IEEE Visualization 2004 Contest


The theme for the inaugural IEEE Visualization contest was visualization fusion. The goal was to provide tasks which will allow researchers to showcase their visualization techniques from a wide range of disciplines. Since the type of information being shown is so diverse, we hoped to encourage collaboration of researchers from all domains of scientific and information visualization.

The task for this contest can be summarized in one sentence: design a visualization which allows interactive exploration of multiple characteristics of the given data set. The three elements of these tasks are explained in more detail below.


The given visualization must be interactive. This means that the user can manipulate the view, change which time step is being used, etc. in as close-to real-time as possible. Modern graphics hardware, specialized data structures, and high-speed, interconnected visualization clusters could all be used for this sub-task. The task does not specify or limit what type of hardware/software must be used to fulfill this criterion.


A task related to interactivity, the designed visualization must not be static. It must allow the user to change the parameters associated with the visualization technique in order to gain different understanding of the data.

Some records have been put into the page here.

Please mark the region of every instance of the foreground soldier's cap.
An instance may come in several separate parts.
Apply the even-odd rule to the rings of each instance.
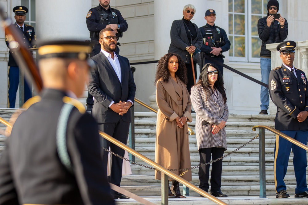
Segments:
[[[205,12],[205,16],[208,16],[210,14],[214,14],[216,16],[216,12],[215,12],[215,10],[214,9],[209,9],[206,10],[206,11]]]
[[[89,57],[92,48],[89,42],[76,41],[45,41],[39,46],[40,59],[62,58],[84,60]]]
[[[28,8],[23,6],[17,6],[13,9],[13,12],[15,14],[20,16],[24,16],[28,13]]]
[[[296,43],[293,41],[286,41],[280,43],[276,47],[277,50],[280,52],[287,52],[295,50]]]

For example, a volume rendering method must allow the user to change the opacity map. The specification on how the user is allowed to change parameters is given; that is up to the system designer.

Multiple Characteristics

As the theme for this contest is visualization fusion, we are interested in visualizations with effectively combine multiple visualization techniques for the different variables in the data set. Below is a partial list of the types of information that could be extracted from the data and presented:

The above list is not inclusive, and not all of the properties discussed above must be shown concurrently. The characteristics shown, however, must tell a cohesive story. Do not just try to visualize everything; such visualization would be hard pressed to communicate anything about the data set.


There are two metrics for evaluation: the completeness of the supplied visualization and the effectiveness of the visualization. The effective measure has more weight than the completeness measure—a compelling, static rendering of multiple variables is more valuable then an reasonably interactive system with a less compelling suite of techniques.

Note that the various tasks for the contests set up competing requirements. Interactivity is often facilitated by smaller data sets with fewer visualization primitives, while the multiple characteristic criterion suggests more static but complex techniques. While we would like for submissions to attempt to handle all the requirements, submissions which focus on their strengths will be more valuable than incomplete attempts at the entire problem.

Evaluating Interactivity

Interactivity was determined by the video submitted as part of the contest submission. The video should have shown the visualization "running through its paces"—i.e., interactively stepping through the time steps and regions of the data.

A complete solution to the interactivity criterion would have been a visualization capable of rendering at real-time rates (10 frames-per-second) while depicting the entire data set. An effective solution might have had to compromise by sub-sampling the data either in space or in time or compromise on the rate of interaction.

Evaluating Exploratory Capabilities

The exploratory capabilities of the developed system must have been demonstrated in the video and discussed in the submitted web-page summary. A complete solution would have allowed all the parameters which control the visualization to be edited in some manner. An effective solution would have provided a some sort of advance capabilities to assist the user in performing this exploration.

Evaluating Multiple Characteristics Rendering

This criterion was the most important of the three as it related directly to the theme of the contest. A complete solution would have visualized all the properties discussed above; though all may not have been displayed at once, more than one should have been displayed at a time. An effective solution would have generated results which effectively communicate the variables under display—such a display would clearly tell the story of what occurred during the hurricane simulation. This part of the contest was evaluated based upon the submitted video and web-page.